My dude, I don't currently drive at all. If I started driving a hybrid car, I would be using considerably more petrol than I do now. It's bad enough that you're treating a global threat as a potential new fad in advertising; did you seriously need to assume I'm actively worsening the problem and then ask if I'd be willing to partially mitigate a bad thing I don't currently do at all?

You're worse than the people who ask if I'd consider no longer paying money for television service.

PS— Apparently an election may potentially have just happened. I'm not talking about it. LTTBM posts are deliberately petty; this isn't the place for serious things no matter how impactful they may be, and I've already had to mention global warming.

Saturday, May 20, 2017

Why Do All My 30-Year-Old Electronics Keep Breaking On Me?

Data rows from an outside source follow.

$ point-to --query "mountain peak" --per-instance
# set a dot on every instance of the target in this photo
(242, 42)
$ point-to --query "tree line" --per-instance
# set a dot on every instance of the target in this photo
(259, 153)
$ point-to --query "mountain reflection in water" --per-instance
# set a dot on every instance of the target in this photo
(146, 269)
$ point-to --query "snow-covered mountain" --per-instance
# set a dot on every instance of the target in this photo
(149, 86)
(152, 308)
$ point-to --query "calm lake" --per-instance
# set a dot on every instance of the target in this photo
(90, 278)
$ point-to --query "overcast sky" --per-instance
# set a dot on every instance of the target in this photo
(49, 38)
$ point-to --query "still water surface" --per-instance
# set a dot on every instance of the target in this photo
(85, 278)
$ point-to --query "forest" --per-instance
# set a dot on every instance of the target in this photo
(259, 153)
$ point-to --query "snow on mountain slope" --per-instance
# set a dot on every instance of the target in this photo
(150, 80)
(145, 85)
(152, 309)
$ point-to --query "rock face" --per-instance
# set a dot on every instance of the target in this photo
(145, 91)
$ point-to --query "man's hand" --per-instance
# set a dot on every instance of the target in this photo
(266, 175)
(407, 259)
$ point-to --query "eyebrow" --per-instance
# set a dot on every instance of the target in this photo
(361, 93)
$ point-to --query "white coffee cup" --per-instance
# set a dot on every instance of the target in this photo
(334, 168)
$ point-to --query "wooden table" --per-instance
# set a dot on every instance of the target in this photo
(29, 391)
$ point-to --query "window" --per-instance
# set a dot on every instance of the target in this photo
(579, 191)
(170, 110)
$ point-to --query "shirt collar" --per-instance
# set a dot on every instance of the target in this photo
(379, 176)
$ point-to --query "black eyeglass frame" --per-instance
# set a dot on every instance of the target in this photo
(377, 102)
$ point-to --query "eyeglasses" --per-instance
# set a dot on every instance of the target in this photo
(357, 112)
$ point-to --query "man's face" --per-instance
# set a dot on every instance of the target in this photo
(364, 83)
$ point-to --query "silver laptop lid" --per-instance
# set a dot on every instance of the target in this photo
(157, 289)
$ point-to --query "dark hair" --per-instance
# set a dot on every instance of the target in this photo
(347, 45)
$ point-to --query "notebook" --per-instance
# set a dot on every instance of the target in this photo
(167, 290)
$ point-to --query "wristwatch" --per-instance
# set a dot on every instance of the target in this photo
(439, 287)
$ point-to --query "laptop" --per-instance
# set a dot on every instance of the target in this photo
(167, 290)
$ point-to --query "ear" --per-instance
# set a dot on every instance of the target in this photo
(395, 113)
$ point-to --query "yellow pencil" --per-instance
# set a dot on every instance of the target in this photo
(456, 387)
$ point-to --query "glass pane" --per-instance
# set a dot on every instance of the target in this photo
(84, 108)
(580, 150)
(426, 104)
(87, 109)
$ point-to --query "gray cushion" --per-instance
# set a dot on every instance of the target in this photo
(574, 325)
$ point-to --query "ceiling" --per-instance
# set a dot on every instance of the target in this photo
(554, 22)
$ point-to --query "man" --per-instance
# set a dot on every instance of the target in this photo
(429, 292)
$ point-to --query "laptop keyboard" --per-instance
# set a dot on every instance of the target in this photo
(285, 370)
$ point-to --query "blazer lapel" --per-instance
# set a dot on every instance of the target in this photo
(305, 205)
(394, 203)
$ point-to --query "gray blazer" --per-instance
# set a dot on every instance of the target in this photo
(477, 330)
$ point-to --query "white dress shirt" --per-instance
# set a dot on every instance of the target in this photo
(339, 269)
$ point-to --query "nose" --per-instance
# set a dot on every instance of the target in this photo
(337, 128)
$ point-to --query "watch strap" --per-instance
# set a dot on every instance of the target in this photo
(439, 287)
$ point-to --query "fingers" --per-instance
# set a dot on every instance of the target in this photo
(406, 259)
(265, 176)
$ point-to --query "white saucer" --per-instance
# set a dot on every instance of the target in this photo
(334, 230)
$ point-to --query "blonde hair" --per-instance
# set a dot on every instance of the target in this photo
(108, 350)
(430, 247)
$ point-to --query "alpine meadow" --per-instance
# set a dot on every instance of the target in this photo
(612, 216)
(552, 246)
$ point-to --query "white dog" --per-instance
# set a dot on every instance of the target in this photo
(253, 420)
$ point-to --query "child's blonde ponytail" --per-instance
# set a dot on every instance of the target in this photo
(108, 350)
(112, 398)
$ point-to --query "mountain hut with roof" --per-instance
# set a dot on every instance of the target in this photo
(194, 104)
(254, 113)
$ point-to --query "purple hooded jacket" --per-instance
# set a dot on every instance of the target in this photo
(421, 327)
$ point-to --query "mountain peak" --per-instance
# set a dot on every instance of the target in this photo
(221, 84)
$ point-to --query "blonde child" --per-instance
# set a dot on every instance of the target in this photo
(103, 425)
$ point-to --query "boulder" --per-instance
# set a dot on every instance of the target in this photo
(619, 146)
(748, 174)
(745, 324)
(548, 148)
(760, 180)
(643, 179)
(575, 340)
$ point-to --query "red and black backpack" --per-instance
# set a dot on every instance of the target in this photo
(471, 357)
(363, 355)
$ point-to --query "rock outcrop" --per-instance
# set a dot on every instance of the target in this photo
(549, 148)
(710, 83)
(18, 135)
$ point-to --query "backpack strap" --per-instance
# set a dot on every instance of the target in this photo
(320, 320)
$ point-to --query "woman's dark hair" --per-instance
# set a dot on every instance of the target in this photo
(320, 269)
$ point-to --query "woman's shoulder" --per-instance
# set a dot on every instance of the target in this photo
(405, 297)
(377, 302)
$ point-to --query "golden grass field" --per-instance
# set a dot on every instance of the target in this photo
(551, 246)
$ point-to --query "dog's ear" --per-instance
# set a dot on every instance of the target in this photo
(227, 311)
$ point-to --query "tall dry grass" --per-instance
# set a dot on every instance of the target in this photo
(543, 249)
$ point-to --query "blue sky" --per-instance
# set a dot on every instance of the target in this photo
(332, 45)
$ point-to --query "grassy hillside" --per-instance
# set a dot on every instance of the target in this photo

Lappy took a spill. Screen broke.

OK, it's not the end of the world. In fact, the lappy is still entirely functional save a smattering of dead pixels that are hideous to look at but don't actually render the screen unusable. And a replacement screen is hardly going to break the bank; these things apparently come pretty cheap. Although it's a Macbook, it's not one of the horrible "unibody" machines that are virtually impossible to repair so swapping the screen will only take about an hour, a few odd screwdrivers, and a heaping helping of profanity because those tiny screws are annoying.

Maybe I'll find another laptop for free in a bin. I've been having surprising luck with that.